DEPARTMENT OF HEALTH AND HUMAN SERVICES FORM APPROVED
CENTERS FOR MEDICARE & MEDICAID SERVICES OMB NO. 0938-0391
STATEMENT OF DEFICIENCIES
AND PLAN OF CORRECTION
(X1) PROVIDER/SUPPLIER/CLIA
IDENTIFICATION NUMBER
(X2) MULTIPLE CONSTRUCTION (X3) DATE SURVEY COMPLETED
111673 A. BUILDING __________
B. WING ______________
09/15/2021
NAME OF PROVIDER OR SUPPLIER STREET ADDRESS, CITY, STATE, ZIP
ASSURED HOSPICE CARE LLC 9B MEDICAL DRIVE, NE, CARTERSVILLE, GA, 30121
For information on the provider's plan to correct this deficiency, please contact the provider or the state survey agency.
(X4) ID
PREFIX
TAG
SUMMARY STATEMENT OF DEFICIENCIES
(EACH DEFICIENCY SHOULD BE PRECEDED BY FULL
REGULATORY OR LSC IDENTIFYING INFORMATION)
L0511      
38966 Based on review of clinical records, and staff interview, it was revealed that the hospice agency failed to report incident to Healthcare Facility Regulation Division (HFRD) in a timely manner for of one (1) of one (1) hospice patient (P#1).
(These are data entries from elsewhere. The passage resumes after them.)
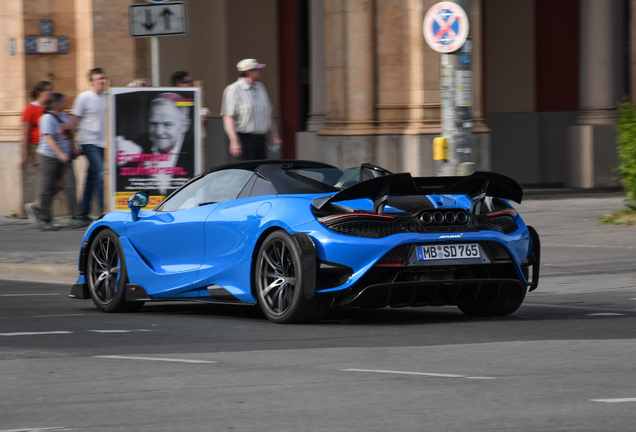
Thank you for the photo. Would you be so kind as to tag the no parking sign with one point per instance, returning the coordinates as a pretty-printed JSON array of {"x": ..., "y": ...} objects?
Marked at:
[{"x": 445, "y": 27}]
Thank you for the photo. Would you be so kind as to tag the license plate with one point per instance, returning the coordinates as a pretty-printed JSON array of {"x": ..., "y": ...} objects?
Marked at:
[{"x": 436, "y": 252}]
The findings include: On 9/14/21, at 2:23 p.m., an interview was conducted with Certified Nursing Assistant (CNA) who stated that she visited P#1 on 8/23/21. Personal care home (PCH) staff told hospice CNA that on 8/22/21, at approximately 8:30 p.m., that a male patient with a diagnosis of dementia dragged P#1 who was also a dementia patient. The male patient dragged P#1 from bed to the floor and P#1 sustained bruise on right elbow and small skin tear on right upper shoulder covered with bandage. CNA notified the hospice office immediately. On 9/15/21, at 12:57 p.m., an interview was conducted with a Registered Nurse (RN) AA, who stated that on-call hospice agency staff received a phone call on 8/22/21, around 10:30 p.m., from P#1's PCH staff, stated that P#1's was dragged from bed to the floor by another patient. The PCH staff told the on-call nurse not to come because P#1 was okay. Hospice agency sent RN AA, on 8/23/21, to visit P#1. RN AA stated that during assessment it revealed that P#1 had bruise on right elbow and skin tear on the right upper shoulder. RN AA treated P#1 and notified patient's family and his Director of Nursing. On 9/15/21, at 1:00 p.m., an interview was conducted with Administrator, stated that they were notified by RN AA and CNA, and the Director of Nursing notified the corporate. The Administrator spoke with P#1's family and they moved P#1 on 8/26/21, to their inpatient hospice care for safety. Patient #1 expired on 9/12/21, not related to the incident per physician's report. The Administrator said that they did not notify Healthcare Facility Regulations Department (HFRD) because P#1's family called Adult Protective Services (APS).